Southern rogues’ forgotten flight as a moving snapshot of their latter-day monumentality.
This ensemble have proved they needn’t be tied to “Whipping Post” to deliver a riveting show, yet the veterans have also never ceased to surprise not only their fans but themselves as well – and that’s how it was with this performance which seemed so strong that each of the musicians wanted a copy of the recording as soon as they left the stage. The aficionados would wait decade and a half before the band decided to share the double-disc delight with the public who weren’t there and wish they were. Here’s possibly the reason why the artists’ label didn’t bother with assigning the historic document a proper title – because, when a moment is right, nothing matters except for time and a place… and an atmosphere.
It’s a sign of a particularly great mood that the group begin the concert with a sprawling “Mountain Jam” which exposes the breadth of the collective’s dynamics and gradually builds from a delicate strum to a groovy juggernaut to evaporate, give way to more structured tracks – and return for another, nuanced run further down the line, with a similar split of “Leave My Blues At Home” informing the overall flow with a concept feel.

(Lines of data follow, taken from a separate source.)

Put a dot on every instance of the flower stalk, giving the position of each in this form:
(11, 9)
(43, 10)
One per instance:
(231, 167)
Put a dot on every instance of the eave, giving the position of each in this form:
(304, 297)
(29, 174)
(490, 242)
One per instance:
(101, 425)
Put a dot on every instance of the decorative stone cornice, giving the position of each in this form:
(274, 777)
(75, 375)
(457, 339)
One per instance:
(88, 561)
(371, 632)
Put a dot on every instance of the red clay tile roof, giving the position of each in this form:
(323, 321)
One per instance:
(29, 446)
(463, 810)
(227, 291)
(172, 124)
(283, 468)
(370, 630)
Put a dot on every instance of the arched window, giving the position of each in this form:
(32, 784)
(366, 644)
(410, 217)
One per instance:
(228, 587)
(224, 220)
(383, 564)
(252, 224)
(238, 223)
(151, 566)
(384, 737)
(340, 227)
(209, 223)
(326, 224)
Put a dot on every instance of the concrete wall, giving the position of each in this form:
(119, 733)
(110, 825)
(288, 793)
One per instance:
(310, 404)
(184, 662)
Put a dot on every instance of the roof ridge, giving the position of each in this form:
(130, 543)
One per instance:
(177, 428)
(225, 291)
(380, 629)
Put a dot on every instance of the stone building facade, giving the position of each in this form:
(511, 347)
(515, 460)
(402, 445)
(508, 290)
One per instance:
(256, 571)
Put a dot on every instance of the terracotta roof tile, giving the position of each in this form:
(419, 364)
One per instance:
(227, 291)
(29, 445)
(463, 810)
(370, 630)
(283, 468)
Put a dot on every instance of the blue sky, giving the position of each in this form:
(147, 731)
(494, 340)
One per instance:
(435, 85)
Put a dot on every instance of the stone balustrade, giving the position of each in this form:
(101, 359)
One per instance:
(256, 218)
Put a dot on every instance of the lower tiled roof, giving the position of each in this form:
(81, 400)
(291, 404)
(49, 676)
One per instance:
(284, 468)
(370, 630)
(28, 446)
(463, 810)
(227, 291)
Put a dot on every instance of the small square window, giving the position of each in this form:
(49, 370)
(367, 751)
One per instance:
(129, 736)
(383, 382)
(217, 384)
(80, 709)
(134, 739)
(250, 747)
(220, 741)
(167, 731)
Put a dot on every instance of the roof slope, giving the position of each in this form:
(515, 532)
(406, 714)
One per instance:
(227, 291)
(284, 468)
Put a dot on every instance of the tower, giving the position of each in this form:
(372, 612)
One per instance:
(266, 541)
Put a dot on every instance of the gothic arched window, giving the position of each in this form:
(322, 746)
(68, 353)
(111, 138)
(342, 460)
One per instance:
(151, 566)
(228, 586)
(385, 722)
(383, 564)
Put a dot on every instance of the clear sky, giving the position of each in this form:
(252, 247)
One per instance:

Driven by two drum kits and a percussion set who unleash a 14-minute tribal fest at one point, lengthy improvs don’t get insipid even for a single instant: they lend the momentum to a six-string, stereo-panned exchange between Warren Haynes and Derek Trucks – although Gregg Allman’s solemn ivories and Oteil Burbridge’s twangy bass are given ample space to shine, too. Still, while classic pieces such as “Dreams” or “Trouble No More” demonstrate enviable looseness to the ensemble’s instrumental front and vocal roar, the softer cuts from the then-recent “Hittin’ The Note” – “The High Cost Of Low Loving” and “Firing Line” – provide the septet with a chance of tightening up the funky interplay without sacrificing the band’s trademark freedom.
Vice versa, the piano-poked swagger of “Statesboro Blues” and the equally compact harmonies of “Midnight Rider” are counterbalanced once the unexpected soulful covers of “Don’t Think Twice, It’s All Right” – voiced by Susan Tedeschi – and “The Night They Drove Old Dixie Down” come into view to stay in the listener’s memory. The same can be said of “Good Morning Little School Girl” that’s rendered rather predatory until the guitarists leave their sparse licks on the ground and roll sliders across the frets for a celestial vibe, taking “Don’t Keep Me Wonderin'” to the wuthering heights, and of “Into The Mystic” whose ethereal spiritually gets a southern flavor here. But whereas “Melissa” and “Jessica” allow the artists indulge in their acoustically tinged and electrically charged, lyrical filigree, the encore of “One Way Out” offers a smooth jaunt to bring all the jive to an audience-abetted close.
Of course, it’s great to hear the ABB in a rough, primal form, yet with a polish they used to be just as brilliant – and this album is the proof.